Extrapolation methods
The accuracy of a quadrature rule of the Newton-Cotes type is generally a function of the number of evaluation points. The result is usually more accurate as number of evaluation points increases, or, equivalently, as the width of the step size between the points decreases. It is natural to ask what the result would be if the step size were allowed to approach zero. This can be answered by extrapolating the result from two or more nonzero step sizes (Richardson extrapolation). The extrapolation function may be a polynomial or rational function.
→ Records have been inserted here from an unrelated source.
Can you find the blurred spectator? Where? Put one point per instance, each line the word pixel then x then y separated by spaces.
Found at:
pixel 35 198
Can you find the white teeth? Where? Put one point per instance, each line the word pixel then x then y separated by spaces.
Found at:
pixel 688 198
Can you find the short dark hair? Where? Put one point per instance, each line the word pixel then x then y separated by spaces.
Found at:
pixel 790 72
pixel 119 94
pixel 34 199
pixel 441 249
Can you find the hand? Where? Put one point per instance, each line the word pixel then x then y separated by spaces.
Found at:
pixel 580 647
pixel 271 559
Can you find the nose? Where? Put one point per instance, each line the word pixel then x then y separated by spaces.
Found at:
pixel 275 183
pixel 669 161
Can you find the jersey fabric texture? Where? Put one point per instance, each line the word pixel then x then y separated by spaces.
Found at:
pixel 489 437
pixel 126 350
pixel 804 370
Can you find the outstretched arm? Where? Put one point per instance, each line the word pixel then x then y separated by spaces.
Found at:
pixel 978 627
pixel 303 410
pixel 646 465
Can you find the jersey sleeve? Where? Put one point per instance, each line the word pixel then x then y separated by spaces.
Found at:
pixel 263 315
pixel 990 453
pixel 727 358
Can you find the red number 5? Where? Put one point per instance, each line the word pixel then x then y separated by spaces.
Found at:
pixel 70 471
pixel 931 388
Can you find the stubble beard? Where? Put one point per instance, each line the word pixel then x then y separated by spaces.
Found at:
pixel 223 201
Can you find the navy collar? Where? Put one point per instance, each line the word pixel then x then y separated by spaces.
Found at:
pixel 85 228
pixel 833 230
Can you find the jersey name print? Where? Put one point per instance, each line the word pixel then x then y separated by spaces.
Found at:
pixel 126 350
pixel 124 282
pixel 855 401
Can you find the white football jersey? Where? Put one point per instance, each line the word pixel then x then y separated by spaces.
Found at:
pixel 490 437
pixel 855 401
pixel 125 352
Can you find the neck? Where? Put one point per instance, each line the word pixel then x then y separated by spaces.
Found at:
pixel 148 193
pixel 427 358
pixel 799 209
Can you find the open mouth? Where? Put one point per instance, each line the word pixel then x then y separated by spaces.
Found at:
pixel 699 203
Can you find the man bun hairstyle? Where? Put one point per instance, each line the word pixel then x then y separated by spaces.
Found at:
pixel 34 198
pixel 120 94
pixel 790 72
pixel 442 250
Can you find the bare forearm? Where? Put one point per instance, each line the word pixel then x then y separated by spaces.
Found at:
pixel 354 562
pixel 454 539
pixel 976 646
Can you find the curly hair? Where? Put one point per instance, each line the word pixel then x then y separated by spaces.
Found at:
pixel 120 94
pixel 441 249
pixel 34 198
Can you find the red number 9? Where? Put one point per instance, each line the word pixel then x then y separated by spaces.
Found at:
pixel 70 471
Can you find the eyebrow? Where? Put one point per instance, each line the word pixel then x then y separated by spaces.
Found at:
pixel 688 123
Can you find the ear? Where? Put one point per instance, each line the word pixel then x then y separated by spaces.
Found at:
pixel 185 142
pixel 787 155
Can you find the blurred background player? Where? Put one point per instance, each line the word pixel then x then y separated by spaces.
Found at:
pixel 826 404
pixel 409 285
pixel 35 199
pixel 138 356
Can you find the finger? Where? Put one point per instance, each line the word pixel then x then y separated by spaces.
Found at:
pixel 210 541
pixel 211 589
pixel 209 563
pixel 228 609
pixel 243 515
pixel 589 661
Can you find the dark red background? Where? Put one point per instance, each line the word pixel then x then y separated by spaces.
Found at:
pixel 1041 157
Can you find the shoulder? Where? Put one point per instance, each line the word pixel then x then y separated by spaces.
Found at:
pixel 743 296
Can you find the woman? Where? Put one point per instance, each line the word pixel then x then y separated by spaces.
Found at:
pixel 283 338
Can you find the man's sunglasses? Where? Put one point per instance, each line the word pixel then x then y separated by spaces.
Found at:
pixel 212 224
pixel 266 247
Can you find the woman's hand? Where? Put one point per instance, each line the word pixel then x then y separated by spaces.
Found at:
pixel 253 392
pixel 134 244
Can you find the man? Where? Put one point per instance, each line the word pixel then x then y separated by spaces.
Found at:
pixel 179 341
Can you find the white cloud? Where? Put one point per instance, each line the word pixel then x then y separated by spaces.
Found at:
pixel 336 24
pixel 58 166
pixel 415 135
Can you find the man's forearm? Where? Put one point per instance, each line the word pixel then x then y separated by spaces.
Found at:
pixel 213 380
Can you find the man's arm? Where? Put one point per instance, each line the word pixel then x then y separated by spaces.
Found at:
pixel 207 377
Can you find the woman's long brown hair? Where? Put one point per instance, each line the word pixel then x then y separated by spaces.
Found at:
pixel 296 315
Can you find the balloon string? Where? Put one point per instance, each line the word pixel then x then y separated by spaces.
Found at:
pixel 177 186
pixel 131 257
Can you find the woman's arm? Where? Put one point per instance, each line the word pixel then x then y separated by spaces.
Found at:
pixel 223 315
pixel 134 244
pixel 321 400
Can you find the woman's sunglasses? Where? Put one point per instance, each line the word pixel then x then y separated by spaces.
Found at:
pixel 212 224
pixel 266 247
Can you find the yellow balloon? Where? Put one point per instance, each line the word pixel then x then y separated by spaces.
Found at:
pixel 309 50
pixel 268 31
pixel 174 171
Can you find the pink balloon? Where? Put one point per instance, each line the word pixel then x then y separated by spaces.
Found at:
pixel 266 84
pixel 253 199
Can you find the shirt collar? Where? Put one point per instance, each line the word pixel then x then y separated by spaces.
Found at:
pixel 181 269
Multidimensional integrals
The quadrature rules discussed so far are all designed to compute one-dimensional integrals. To compute integrals in multiple dimensions, one approach is to phrase the multiple integral as repeated one-dimensional integrals by appealing to Fubini's theorem. This approach requires the function evaluations to grow exponentially as the number of dimensions increases. Two methods are known to overcome this so-called
curse of dimensionality
.
Monte Carlo
Monte Carlo methods and quasi-Monte Carlo methods are easy to apply to multi-dimensional integrals, and may yield greater accuracy for the same number of function evaluations than repeated integrations using one-dimensional methods. A large class of useful Monte Carlo methods are the so-called Markov chain Monte Carlo algorithms, which include the Metropolis-Hastings algorithm and Gibbs sampling.
Sparse grids
Sparse grids were srcinally developed by Smolyak for the quadrature of high dimensional functions. The method is always based on a one dimensional quadrature rule, but performs a more sophisticated combination of univariate results.